その後、クラウドが誕生しました。突然導入プロセスが、それ以外は高速に動くシステムの重荷となり始めました。同時期に、GitHubとその他のソーシャルコーディングプラットフォームにより、開発者にとっては、同じチーム内でもオープンソースプロジェクトでも、コードでの共同作業が簡単になりました。新しいアプリケーションアーキテクチャは、アプリケーションのある部分で行われた作業と他の部分での作業が競合する機会を減少するため、開発者の効率性を劇的に向上させました。マイクロサービスおよびサービスメッシュアーキテクチャにより、アプリケーション自体の各部分間の依存関係が減り、コンテナおよびサーバーレスにより基盤となるインフラストラクチャへの依存関係が減ることで、個々の開発者およびアプリケーションチームは自分のペースで動いていくことができます。現在、開発者は、数か月ではなく数分でアプリケーションを導入できるようになりました。最初は、このような導入は開発およびテストプロジェクトに限定されていましたが、実稼働システムへの高速なアクセスを求める需要は急速に高まりました。

デジタル変革:取り組み中の業務

ネットワーク管理者およびセキュリティエンジニアはその速さに追い付くことに苦労していました。その1つの理由として、彼らの専門的な経験の中心は開発者のそれとは異なり、ワークフローの最適化ではなく、ビジネスの安全の確保であるためです。開発者にとって、プロセスの自動化、システムの合理化、システム間の依存関係の軽減、および可能な限り再利用可能なプロセスやコードの活用といったDevOpsムーブメントとして知られるようになったものの背後にある主要な考えの多くは、すでに、自然と行われるよう組み込まれたものとなりました。対照的に、ネットワーク管理者およびセキュリティエンジニアは、手を動かす職人として訓練されました。これらの業務上の重大な特質により求められたことは、すべてのアプリケーションを手動レビューで処理し、変更審査委員会で保守して、状況の変化に応じて(手動で)更新できる手作りのポリシーで管理することでした。

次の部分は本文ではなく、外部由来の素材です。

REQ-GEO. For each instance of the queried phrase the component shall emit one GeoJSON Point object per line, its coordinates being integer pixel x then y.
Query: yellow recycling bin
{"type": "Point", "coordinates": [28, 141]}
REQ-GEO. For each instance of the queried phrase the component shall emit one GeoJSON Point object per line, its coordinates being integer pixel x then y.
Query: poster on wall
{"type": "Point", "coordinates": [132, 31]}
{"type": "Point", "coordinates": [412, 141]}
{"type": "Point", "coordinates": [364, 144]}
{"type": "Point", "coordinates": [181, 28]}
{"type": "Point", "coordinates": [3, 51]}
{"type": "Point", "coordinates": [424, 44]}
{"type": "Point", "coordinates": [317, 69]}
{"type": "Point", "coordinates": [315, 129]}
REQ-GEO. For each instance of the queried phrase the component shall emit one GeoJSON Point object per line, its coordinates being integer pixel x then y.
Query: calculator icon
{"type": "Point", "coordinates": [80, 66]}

幸いなことに、自動化された導入プロセスを理解するという点では開発者に遅れ取っていたネットワークチームおよびセキュリティチームは、その遅れを取り戻しつつあります。

アプリケーションの工場:システムマインドセットをアプリケーションデリバリに適用

移行について考えるときのお勧めの方法は、アプリケーションの工場を想像することです。ネットワークおよびセキュリティの専門家は、手作りのポリシーと手動レビューのプロセスではなく、再利用可能なポリシーを定義し、それらを開発者にプッシュして、自動化された導入パイプラインの一部としてアプリケーションとともに導入する必要があります。

これは言うほど簡単なことでないことは確かですが、手作り品から工場生産品への移行が、単に重機を購入して労働者を新しい役割に再配属するだけの問題ではなかったように、システムアプローチへの移行は、ツールとプロセスだけでなく考え方と文化が重要です。変更レビュー委員会やセキュリティチームが起こり得るすべてのセキュリティ上の脅威やパフォーマンスリスクを入念に調査するのではなく、適切に設計された自動化されたアプリケーションデリバリシステムを利用することで、障害ドメインを小さくし、影響を最小限に抑え、効果的なフィードバックループを構築して、早期の検知および対応を可能にできます。ツールおよびパイプラインに関する意志決定は、開発者の自由と一貫したサービスの効率性の価値のバランスを考慮して行う必要があります。理想的なシステムは、機能開発には影響するものの、マルチクラウド対応のインフラストラクチャおよびセキュリティサービスの一貫したセットを提供するツールに関する意志決定を行うという、最大限の自由を開発者に提供します。一貫したサービスをアプリケーションデリバリパイプラインの核に組み込むことで、技術的負債を減らし、運用およびコンプライアンスの効率性を改善します。これにより、開発者はビジネスにより多くの革新の価値を提供することに集中できます。